For irregualr sampling, let $V(\phi)$ be a shift invariant subspace of $L^{2}(\mathbb{R})$ with a Riesz or frame generator $\phi(t)$. We take $\phi(t)$ suitably so that the regular sampling expansion : $f(t) = \sum\limits_{n\in \mathbb{Z}}f(n)S(t-n)$ holds on $V(\phi)$. We then find conditions on the generator $\phi(t)$ and various bounds of the perturbation $\{ \delta _n \}_{n \in \mathbb{Z}}$ under which an irregular sampling expansion \begin{equation*} f(t)=\sum_{n \in \mathbb{Z}} f(n+ \delta_n)S_n(t) \end{equation*} holds on $V(\phi)$.

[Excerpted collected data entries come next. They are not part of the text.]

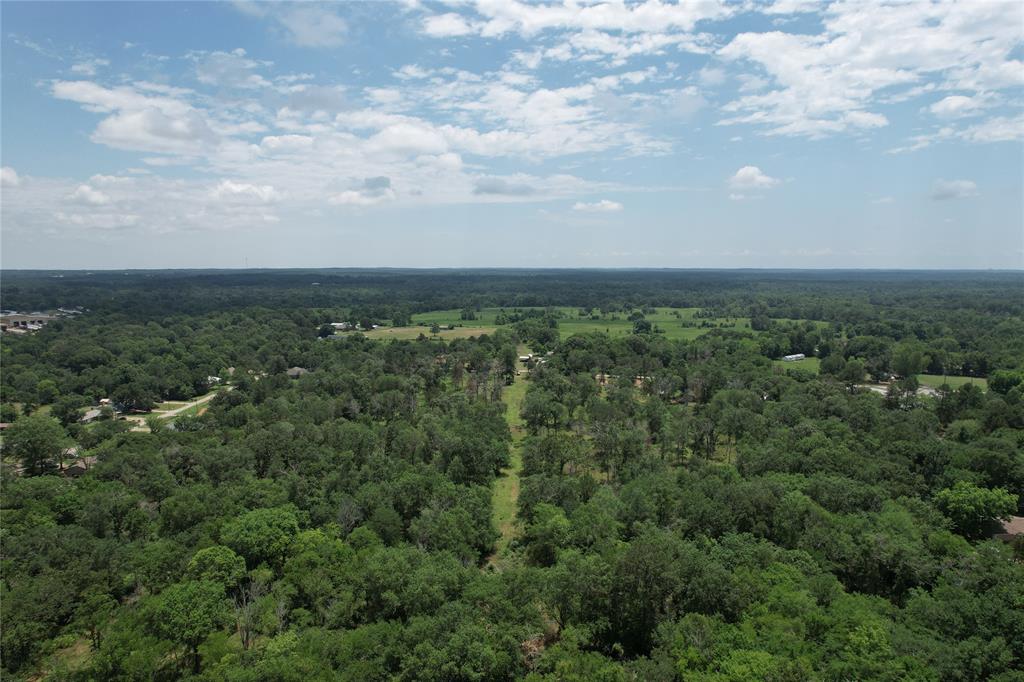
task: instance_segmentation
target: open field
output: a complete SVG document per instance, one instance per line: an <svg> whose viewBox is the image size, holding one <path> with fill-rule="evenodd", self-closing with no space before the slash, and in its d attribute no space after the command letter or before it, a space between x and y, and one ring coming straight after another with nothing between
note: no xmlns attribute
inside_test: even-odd
<svg viewBox="0 0 1024 682"><path fill-rule="evenodd" d="M786 362L784 360L772 360L772 363L776 367L782 369L803 369L808 372L817 373L821 368L821 360L818 358L804 358L803 360L796 360L794 362ZM921 386L927 386L928 388L939 388L942 384L949 384L952 388L960 388L964 384L974 384L983 391L988 390L988 381L981 377L958 377L952 375L943 376L941 374L918 374L917 380Z"/></svg>
<svg viewBox="0 0 1024 682"><path fill-rule="evenodd" d="M530 308L505 308L506 313L515 310L529 310ZM603 332L609 336L627 336L633 333L633 322L626 313L611 313L601 315L580 316L580 309L571 306L556 307L563 317L558 320L559 334L566 339L575 334L587 334L590 332ZM502 311L501 308L483 308L476 311L475 320L463 320L461 309L433 310L426 313L417 313L412 316L416 323L409 327L382 327L372 332L366 332L370 338L396 338L415 339L421 333L430 334L430 325L437 324L441 327L456 325L454 330L441 330L441 337L462 338L466 336L479 336L480 334L492 333L497 328L495 318ZM749 330L750 320L745 317L708 319L706 322L710 327L699 326L705 320L697 318L696 314L700 308L658 308L655 313L646 316L656 328L664 332L669 339L695 339L702 336L711 329L721 325L726 329ZM683 322L690 322L693 327L684 327Z"/></svg>
<svg viewBox="0 0 1024 682"><path fill-rule="evenodd" d="M802 369L807 372L814 372L815 374L821 369L821 359L819 358L804 358L803 360L793 360L792 362L772 360L772 364L782 369Z"/></svg>
<svg viewBox="0 0 1024 682"><path fill-rule="evenodd" d="M745 317L706 320L709 325L715 325L710 327L684 327L682 326L683 320L694 320L692 312L695 309L680 309L680 317L665 312L669 310L671 309L660 308L657 315L648 315L646 318L656 329L664 332L664 336L667 339L696 339L716 328L734 329L737 331L750 330L750 320ZM687 315L688 312L690 313L689 315ZM699 325L702 321L704 320L696 320L695 323ZM621 314L606 316L597 320L575 317L559 320L558 332L563 339L575 334L587 334L590 332L603 332L611 337L628 336L633 333L633 323Z"/></svg>
<svg viewBox="0 0 1024 682"><path fill-rule="evenodd" d="M952 388L960 388L964 384L974 384L983 391L988 390L988 380L980 377L954 377L941 374L918 374L917 381L922 386L938 388L942 384L949 384Z"/></svg>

We also consider the approximate consistent sampling process in the space $L^2(\mathbb{R})$ of signals of finite energy. The consistency means that the original signal and its approximation have the same measurements. We assume that sampling and reconstruction functions $\{\psi_i\}_{i=1}^M$, $\{\phi_j\}_{j=1}^N$ are given as Riesz generators and the measurements $\{\langle f(t),\psi_i(t-qk)\rangle |1\leq i \leq M, k\in\mathbb{Z}\}$ are given as inner-products between the input signal and the sampling functions with rational sampling rate $q=\frac{m}{n}$. We then find an approximation in the reconstruction space $V(\Phi)$, the shift-invariant space generated by the reconstruction functions, which is consistent with the input signal. We also discuss some relevant properties such as the performance analysis of the consistent approximation.